The idea is a month-long national independent primary campaign, to take place next spring. Details are not set, but Glassman said that some members of the commission itself are discussing the notion. It could work this way: Candidates qualify for the independent primary by gathering enough signatures to get on the ballot in states constituting at least 270 electoral votes (a qualification the CPD has now).
The candidates who clear that bar - let's just guess that there are a half-dozen - will then appear in a series of debates, culminating in an online national primary election. The winner will be the independent, or third-party, representative on the stage in the general election debates. Glassman called this an "exciting idea," almost certain to generate enthusiasm for an alternative to the current duopoly, enforced by the CPD.

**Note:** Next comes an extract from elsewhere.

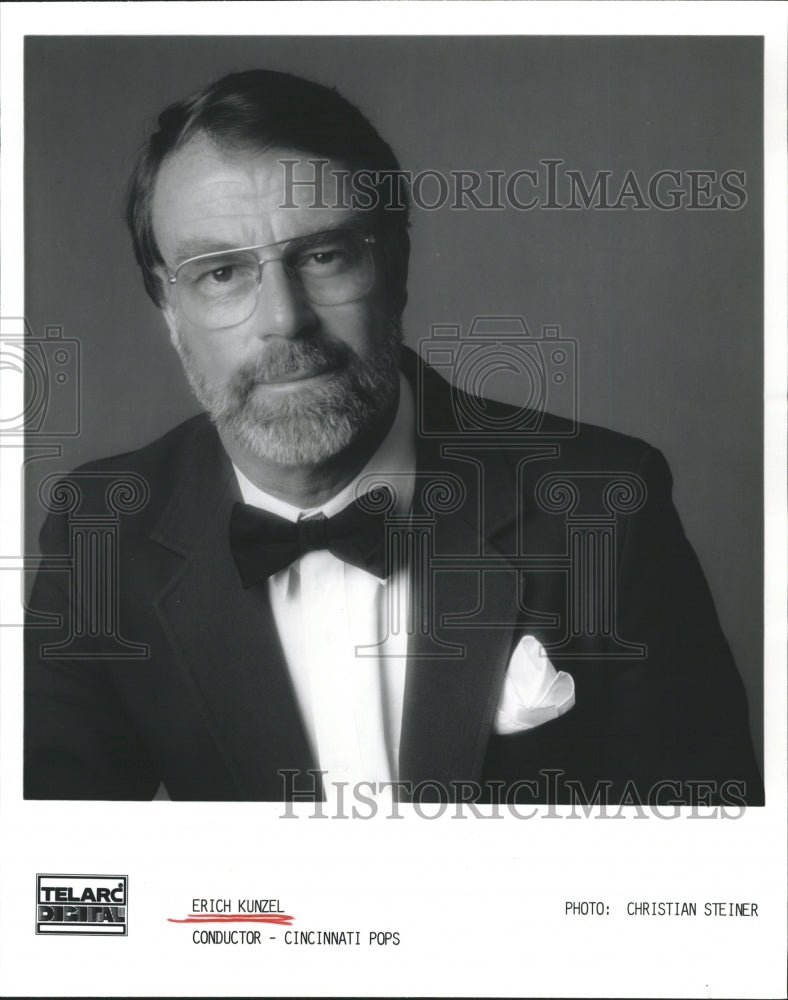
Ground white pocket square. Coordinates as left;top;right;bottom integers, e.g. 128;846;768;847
494;635;575;736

He also noted that the most recent NBC-Wall Street Journal poll found that nearly as many American voters call themselves "independents" as the combined number identifying as Democrats and Republicans: 45% independents vs. 47% Ds plus Rs.
Americans want an independent choice. That was clear from Glassman's 40-minute appearance on the C-SPAN morning call-in show, which elicited nearly unanimous support for the concept of opening the presidential debates to a third participant.
You can watch it here.
Editor's note: This article originally published on Presidential Debate News on July 8, 2015, and has been modified slightly for publication on IVN.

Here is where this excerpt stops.